Kız içinden sabır çekerken daha bu sabah yaptığı kurabiyelere eline uzatmasıyla bir tane vurdu. 

"YEME!"

Yeğeninin karın ağrısını anlamaya çalışan Aykut "Tövbe tövbe," diye homurdandı. "Ne oluyor yeğenim sana her gün yiyorum işte yaptıklarından?"Geriye dönüp dayısıyla göz göze gelen kız kollarını göğsünde bağlayıp gıcık bir gülümseme ile suratına baktı.

"Bugün yeme çünkü senin için yapmadım."

"Bak seeen kimin içinmiş?"

"Sevgilim gelecek bize bulaşma," dediğinde eş zamanlı olarak zil çalmış sırıtarak "Geldi bile," deyip dayısının yanından geçerek kapıyı açmaya koşmuştu. Aykut ise sinirden kuduruyordu. Resmen dayılığı ayaklar altındaydı. Arsız yeğeni gözüne soka soka ilişkisini yaşıyordu.

"Hoş geldin."

Hülyalı sesle konulurken Yusuf'u baştan aşağı süzmüş değiştirdiği kıyafetleriyle daha yakışıklın göründüğüne kanaat etmişti. 

"Hoş buldum."

Kızın kafasına bir öpücük bırakıp elinde tuttuğu saksıyı kıza uzatta. Mor renkli sardunyalara gülümseyerek baktığında adamın söyledikleriyle gülümsedi.

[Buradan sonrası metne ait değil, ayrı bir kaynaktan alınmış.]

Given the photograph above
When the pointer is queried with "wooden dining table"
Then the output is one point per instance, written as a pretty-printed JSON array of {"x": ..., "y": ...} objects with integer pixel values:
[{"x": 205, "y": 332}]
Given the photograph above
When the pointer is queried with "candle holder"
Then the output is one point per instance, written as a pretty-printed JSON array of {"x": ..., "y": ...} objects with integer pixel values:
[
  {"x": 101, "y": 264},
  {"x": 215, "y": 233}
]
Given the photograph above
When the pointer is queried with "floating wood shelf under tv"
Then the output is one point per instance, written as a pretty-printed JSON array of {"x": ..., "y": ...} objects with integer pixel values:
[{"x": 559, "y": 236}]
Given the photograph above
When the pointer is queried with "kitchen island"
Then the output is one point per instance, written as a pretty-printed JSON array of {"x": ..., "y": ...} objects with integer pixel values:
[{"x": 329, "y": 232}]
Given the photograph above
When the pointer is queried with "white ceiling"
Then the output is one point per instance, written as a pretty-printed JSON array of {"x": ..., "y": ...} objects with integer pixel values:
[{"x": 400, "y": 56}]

"Yaşatmak uğruna yaşarken dalından koparılmışı almak istemedim."

Çapkın bir gülüşle devam etti.

"Güneşi çok seviyormuş, tıpkı benim gibi."

Güneş'in dizlerindeki yaralar henüz geçmeden bir yenisi ekleniyordu. Bu adam kesinlikle akıllara zarardı.

"Yusuf," diye eriyen bir sesle konuştuğunda aynı tonda "Güzelim," karşılığını almış ardından yanağına değen dudaklarla kıkırdamıştı. Ancak mutluluğu uzun sürmedi çünkü karabasan dayısı musallat olma peşindeydi yine.

"Höst ulan höst!" Birkaç hızlı adım sesi duyuldu.

"Sana yeğenime yaklaşma demedim mi oğlum ben?"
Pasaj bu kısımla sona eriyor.